In his documentary programme Dementia, Football and Me, former footballer Alan Shearer investigates a potential link between playing football and the risk of a form of dementia related to head injuries. His documentary follows a small study we reported on earlier this year which pointed to the need for more research into an issue that other sports are already having to grapple with.
In 1928 the term ‘punch-drunk’ was coined to describe physical and psychiatric symptoms experienced by some boxers following years in the ring. Later the term ‘dementia pugilistica’ was used to describe these symptoms in boxers. Since the 1960s, the term chronic traumatic encephalopathy (CTE) has been used to describe long-term neurological side-effects of repeated head injuries sustained in any context, not just boxing.
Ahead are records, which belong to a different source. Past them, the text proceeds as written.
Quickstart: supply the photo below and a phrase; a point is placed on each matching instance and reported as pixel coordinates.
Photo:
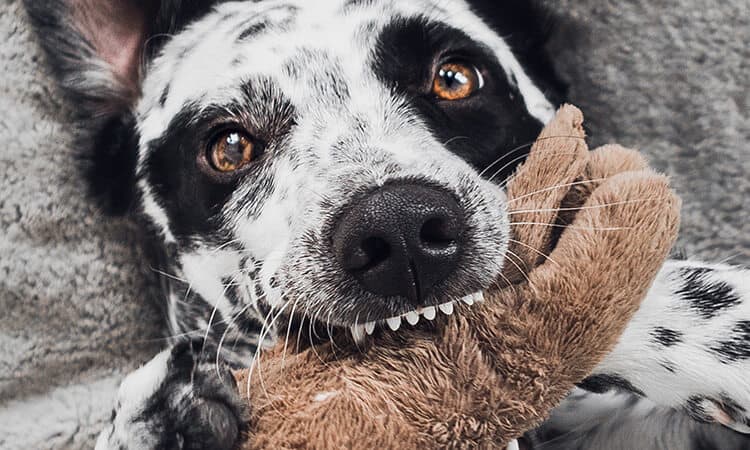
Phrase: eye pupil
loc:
(455, 81)
(233, 138)
(231, 151)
CTE is thought to exhibit a distinct pattern of changes in the brain. While these share some similarities with Alzheimer’s, such as the build-up of abnormal tau protein, the changes in CTE appear unique compared to other causes of dementia. Because the symptoms of CTE overlap so much with other dementias, a diagnosis of CTE is currently not possible during life – only at post-mortem.
American football is a high contact, high speed sport where professional players often experience multiple concussions. The question of whether these concussions might lead to neurological problems in later life has been a major issue in the sport in recent years. The topic was even taken up by Hollywood in the 2015 Will Smith film Concussion, which told the true story of Dr Bennet Omalu, a doctor who fought to bring evidence of CTE among American football players to light.
Dr Omalu’s findings – and evidence of other long-term consequences of head injuries sustained in an American football career – have meant that new regulations have now been put in place to govern the number of high impact ‘contact practices’ NFL players can take part in. More stringent rules also apply to when a player who has experienced concussion can return to the field.
Unsurprisingly, attention is turning to the possible effects of head injuries in sports more popular closer to home. There was controversy in Premiership Rugby last December when Northampton allowed the Wales wing George North to return to the pitch after appearing to lose consciousness. The decision was deemed to have breached concussion guidelines – rules that have been tightened in recent years to better protect the welfare of players.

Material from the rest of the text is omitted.